How Section 301 Tariffs on Chinese-Built or Operated Tankers Could Reshape US Oil Exports
- rorykevinproud
- 21 hours ago
- 2 min read
Updated: 18 minutes ago
15 May 2025 AXSMarine
AXSMarine's analysis provides an updated breakdown of the global tanker fleet’s exposure to Section 301 tariffs at U.S. ports. However, it is important to note that this exposure profile could evolve further as the tariff discussions progress.
What’s at stake? A new look at fleet exposure
Currently, the analysis indicates the following distribution, though changes are expected based on the final tariff decisions:
~80% of tankers calling US Ports are not Chinese-built.
⚬ ~90% of these are not Chinese-operated (72% of total calls)
⚬ ~10% are Chinese-operated (Tier 2 exposure, ~8% of total calls)

~20% of tankers calling US Ports are Chinese-built.
⚬ ~90% of these are not Chinese-operated (72% of total calls)
⚬ ~10% are Chinese-operated (Tier 2 exposure, ~8% of total calls)

What this means
About 28% of the fleet faces potential tariff exposure, either under Tier 1 or Tier 2 categories. The financial impact is particularly significant for Dirty Tankers and MR2 Clean Tankers, with an increasing deployment of Chinese-operated vessels since early 2023.
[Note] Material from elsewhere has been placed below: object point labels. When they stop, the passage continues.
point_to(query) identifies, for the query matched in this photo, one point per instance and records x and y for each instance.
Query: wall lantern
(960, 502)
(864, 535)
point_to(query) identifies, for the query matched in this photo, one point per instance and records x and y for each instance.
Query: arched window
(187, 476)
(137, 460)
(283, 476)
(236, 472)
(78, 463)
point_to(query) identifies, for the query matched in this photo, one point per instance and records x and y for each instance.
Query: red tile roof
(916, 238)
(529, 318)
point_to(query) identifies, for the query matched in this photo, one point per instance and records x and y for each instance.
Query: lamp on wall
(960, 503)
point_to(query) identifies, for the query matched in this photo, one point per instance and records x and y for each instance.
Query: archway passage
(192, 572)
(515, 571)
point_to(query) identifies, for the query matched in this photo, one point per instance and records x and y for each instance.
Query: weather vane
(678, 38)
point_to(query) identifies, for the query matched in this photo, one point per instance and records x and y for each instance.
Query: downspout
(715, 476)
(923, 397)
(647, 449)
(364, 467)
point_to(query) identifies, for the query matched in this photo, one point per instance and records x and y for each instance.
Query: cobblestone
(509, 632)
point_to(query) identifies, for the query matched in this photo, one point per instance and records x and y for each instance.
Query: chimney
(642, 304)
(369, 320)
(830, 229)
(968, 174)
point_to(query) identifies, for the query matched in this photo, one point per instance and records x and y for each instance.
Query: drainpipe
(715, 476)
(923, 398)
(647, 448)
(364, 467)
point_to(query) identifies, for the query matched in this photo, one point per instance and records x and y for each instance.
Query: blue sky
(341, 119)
However, under the new regime, vessels linked to international operators and falling under the MR2 category and below are exempt from the tonnage fee. As a result, some of these vessels may lead to the relocation of the operating companies to alternative markets, where the tariff impact can be mitigated, potentially shifting their operations outside China.
Understanding the Tariffs: Framework & Cost Drivers
Current latest Tarrif structure:
Chinese-operated vessels: $50/Net Ton (NT), applied both laden and in ballast
Chinese-built & Chinese-operated (Tier 1): $50/NT + $1.5 million flat fee
International operators using Chinese-built vessels (Tier 2):
⚬ Laden: $18/MT + $1.5 million flat fee (exemptions apply)
⚬ Ballast: $1.5 million flat fee only
Key Exemptions
⚬ Vessels under 55,000 DWT (below MR2 class)
⚬ Voyages under 2,000 nautical miles to the continental U.S. are exempt from the $18/MT fee.
The latter exemption primarily excludes Panamax Tankers transiting eastbound via the Panama Canal to ports south of Norfolk. In contrast, all westbound laden transits even starting from the Pacific side - Balboa (e.g., to U.S. West Coast ports) - exceed 2,000 nautical miles and will be subject to the $18/MT fee. However, the effect of the above will be muted.
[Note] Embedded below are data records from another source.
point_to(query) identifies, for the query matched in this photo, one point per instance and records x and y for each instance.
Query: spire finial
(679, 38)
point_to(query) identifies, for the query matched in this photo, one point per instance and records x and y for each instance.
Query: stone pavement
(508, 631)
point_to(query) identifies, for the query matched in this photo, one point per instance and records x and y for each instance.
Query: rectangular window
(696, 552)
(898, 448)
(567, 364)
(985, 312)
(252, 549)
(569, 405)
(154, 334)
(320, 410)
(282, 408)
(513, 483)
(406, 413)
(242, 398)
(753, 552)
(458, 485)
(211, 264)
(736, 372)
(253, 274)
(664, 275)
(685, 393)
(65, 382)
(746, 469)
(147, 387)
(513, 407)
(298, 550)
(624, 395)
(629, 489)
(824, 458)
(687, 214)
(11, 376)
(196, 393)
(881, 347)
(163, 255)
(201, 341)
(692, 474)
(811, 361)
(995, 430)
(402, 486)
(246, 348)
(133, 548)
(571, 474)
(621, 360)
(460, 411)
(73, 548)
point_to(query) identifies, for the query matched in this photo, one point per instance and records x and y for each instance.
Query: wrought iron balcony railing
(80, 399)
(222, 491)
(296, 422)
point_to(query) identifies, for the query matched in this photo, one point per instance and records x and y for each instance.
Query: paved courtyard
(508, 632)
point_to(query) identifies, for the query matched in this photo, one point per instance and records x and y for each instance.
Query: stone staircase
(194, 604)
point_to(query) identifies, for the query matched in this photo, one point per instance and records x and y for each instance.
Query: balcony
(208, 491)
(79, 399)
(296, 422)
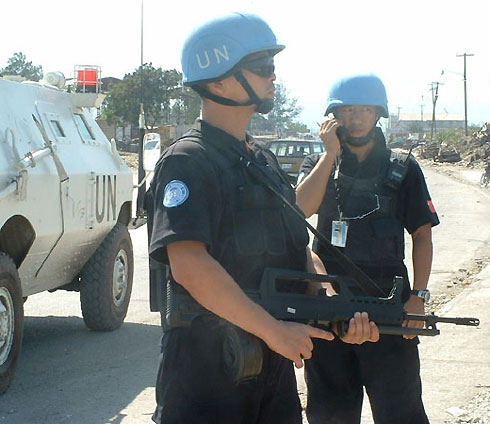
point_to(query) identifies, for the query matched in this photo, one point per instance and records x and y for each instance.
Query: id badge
(339, 233)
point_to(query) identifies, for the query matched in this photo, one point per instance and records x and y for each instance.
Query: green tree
(156, 88)
(19, 65)
(187, 107)
(286, 108)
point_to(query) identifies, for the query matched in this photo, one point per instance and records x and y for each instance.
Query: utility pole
(141, 170)
(435, 95)
(422, 116)
(464, 55)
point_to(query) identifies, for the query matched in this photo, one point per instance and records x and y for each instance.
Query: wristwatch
(423, 294)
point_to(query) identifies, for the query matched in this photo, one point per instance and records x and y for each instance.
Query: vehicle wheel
(107, 280)
(484, 180)
(11, 320)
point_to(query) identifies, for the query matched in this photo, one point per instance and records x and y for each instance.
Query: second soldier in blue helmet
(217, 229)
(366, 196)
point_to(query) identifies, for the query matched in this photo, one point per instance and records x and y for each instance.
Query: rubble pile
(475, 150)
(472, 151)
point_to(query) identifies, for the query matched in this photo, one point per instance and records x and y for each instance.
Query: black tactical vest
(256, 228)
(375, 234)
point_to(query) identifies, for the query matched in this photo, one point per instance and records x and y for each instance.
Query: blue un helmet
(213, 51)
(362, 89)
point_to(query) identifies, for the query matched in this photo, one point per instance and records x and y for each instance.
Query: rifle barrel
(434, 319)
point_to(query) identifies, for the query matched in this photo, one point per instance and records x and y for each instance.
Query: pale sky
(407, 43)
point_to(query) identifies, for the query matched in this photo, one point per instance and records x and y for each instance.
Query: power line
(464, 55)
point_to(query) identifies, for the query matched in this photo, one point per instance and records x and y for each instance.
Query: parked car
(291, 152)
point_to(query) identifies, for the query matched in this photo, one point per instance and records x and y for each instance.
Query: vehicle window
(317, 148)
(57, 128)
(82, 126)
(282, 149)
(151, 145)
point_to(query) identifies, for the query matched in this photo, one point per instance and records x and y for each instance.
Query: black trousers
(192, 387)
(388, 369)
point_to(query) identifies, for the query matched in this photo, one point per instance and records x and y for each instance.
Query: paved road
(67, 374)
There is some ambiguity regarding the applicability of the $1.5 million flat fee to all Chinese-built vessels. In light of the public comments and the guidance provided by the Section 301 Committee, the U.S. Trade Representative has decided not to impose any fee based on fleet composition at this time. Consequently, in our analysis, we have considered both scenarios—one incorporating the flat fee and one excluding it, since its not explicitly mentioned that flat fee is also replaced by the Tonnage fee as described in Annex II of USTR.